AstraZeneca Pharma India Ltd., a science-led biopharmaceutical company, announced on Saturday that it has received approval from Central Drugs Standard Control Organisation (CDSCO) in India for the import and marketing of Andexanet Alfa.
This ground-breaking treatment addresses life-threatening or refractory bleeding associated with the use of Factor Xa (FXa) inhibitors, the company claimed.
“FXa inhibitors are increasingly employed for preventing and treating thrombotic events, such as deep vein thrombosis and pulmonary embolism, as well as in patients at high risk of stroke due to atrial fibrillation. While these medications effectively prevent unwanted clot formation, they also elevate the risk of major bleeding, which can be life-threatening,” the company stated.
The rise in the use of FXa inhibitors highlights the necessity for a specific reversal agent to mitigate the morbidity and mortality associated with major bleeding. Andexanet Alfa has demonstrated both efficacy and safety in clinical trials involving healthy subjects and patients with major life-threatening bleeding.

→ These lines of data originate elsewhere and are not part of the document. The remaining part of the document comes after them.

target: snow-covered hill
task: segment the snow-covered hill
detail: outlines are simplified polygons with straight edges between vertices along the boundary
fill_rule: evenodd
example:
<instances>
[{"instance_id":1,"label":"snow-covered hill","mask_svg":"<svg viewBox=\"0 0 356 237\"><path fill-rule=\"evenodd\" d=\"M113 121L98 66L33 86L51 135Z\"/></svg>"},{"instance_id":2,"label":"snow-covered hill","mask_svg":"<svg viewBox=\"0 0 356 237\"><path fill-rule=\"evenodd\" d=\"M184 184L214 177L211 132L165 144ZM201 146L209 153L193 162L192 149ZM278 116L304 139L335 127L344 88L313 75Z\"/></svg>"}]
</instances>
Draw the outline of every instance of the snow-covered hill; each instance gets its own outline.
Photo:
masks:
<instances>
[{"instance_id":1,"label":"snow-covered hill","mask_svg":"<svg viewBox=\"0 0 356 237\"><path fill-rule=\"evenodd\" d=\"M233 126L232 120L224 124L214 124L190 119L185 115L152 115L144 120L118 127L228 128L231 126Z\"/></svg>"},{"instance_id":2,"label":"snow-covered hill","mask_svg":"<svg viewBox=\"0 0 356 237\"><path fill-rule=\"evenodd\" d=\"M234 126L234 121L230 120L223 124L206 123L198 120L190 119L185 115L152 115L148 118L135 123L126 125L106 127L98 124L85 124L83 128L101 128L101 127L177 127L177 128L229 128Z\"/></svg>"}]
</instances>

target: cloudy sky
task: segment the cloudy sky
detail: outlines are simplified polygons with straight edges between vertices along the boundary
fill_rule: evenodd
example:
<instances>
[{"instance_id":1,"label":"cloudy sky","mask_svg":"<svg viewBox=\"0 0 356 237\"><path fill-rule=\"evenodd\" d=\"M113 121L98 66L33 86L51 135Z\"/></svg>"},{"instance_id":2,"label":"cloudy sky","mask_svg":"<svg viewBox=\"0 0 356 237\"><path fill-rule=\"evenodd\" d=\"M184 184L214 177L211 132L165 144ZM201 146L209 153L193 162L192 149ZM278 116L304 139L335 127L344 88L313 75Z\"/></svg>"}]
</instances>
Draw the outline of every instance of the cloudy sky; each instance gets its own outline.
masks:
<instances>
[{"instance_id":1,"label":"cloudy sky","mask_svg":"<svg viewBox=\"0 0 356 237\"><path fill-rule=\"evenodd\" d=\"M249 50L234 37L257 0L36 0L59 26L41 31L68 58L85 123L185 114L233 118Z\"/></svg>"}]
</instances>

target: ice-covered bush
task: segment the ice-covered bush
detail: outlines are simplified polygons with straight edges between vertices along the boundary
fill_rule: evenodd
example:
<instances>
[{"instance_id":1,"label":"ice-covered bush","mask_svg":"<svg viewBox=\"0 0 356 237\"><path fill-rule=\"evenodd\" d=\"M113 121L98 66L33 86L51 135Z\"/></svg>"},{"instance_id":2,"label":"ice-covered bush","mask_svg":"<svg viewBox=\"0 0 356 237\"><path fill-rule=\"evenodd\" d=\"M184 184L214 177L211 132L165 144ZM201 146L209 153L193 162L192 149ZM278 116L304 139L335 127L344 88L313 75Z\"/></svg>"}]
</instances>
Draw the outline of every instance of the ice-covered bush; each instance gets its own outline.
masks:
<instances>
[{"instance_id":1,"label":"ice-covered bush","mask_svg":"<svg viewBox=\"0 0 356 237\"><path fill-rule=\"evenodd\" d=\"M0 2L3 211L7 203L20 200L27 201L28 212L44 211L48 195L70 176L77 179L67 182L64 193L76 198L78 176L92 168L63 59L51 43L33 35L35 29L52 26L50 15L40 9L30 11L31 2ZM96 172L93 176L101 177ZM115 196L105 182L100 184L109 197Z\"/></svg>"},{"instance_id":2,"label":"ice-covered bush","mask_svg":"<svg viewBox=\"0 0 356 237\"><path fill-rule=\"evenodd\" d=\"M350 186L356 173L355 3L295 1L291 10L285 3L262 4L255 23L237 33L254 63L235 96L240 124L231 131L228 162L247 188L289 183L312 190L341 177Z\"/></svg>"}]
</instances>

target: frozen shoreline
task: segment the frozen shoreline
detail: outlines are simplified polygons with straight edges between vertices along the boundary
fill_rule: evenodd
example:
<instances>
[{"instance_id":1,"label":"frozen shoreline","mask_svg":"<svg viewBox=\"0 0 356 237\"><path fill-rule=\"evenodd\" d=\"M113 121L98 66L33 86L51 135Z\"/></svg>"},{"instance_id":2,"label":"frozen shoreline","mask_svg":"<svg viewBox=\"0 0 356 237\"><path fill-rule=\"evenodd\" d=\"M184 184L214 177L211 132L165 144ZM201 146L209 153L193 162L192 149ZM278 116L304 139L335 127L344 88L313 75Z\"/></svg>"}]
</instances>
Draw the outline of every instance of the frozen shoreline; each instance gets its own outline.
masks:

“AstraZeneca remains steadfast in our commitment to addressing unmet medical needs, and this approval underscores our dedication to bringing life-changing medicines to India at the earliest. “With this approval, we are working to make this important medicine available for patients on FXa inhibitors who have life-threatening or uncontrolled bleeding,” Dr. Sanjeev Panchal, Country President and Managing Director, AstraZeneca India, said.
Andexanet Alfa is a novel and life-saving antidote designed to reverse the effects of anticoagulant medications in emergency situations. It is well-tolerated and facilitates the early restart of anticoagulation following a bleeding event. The therapy is administered through an intravenous (IV) bolus over a duration of 15–30 minutes, followed by a 2-hour infusion.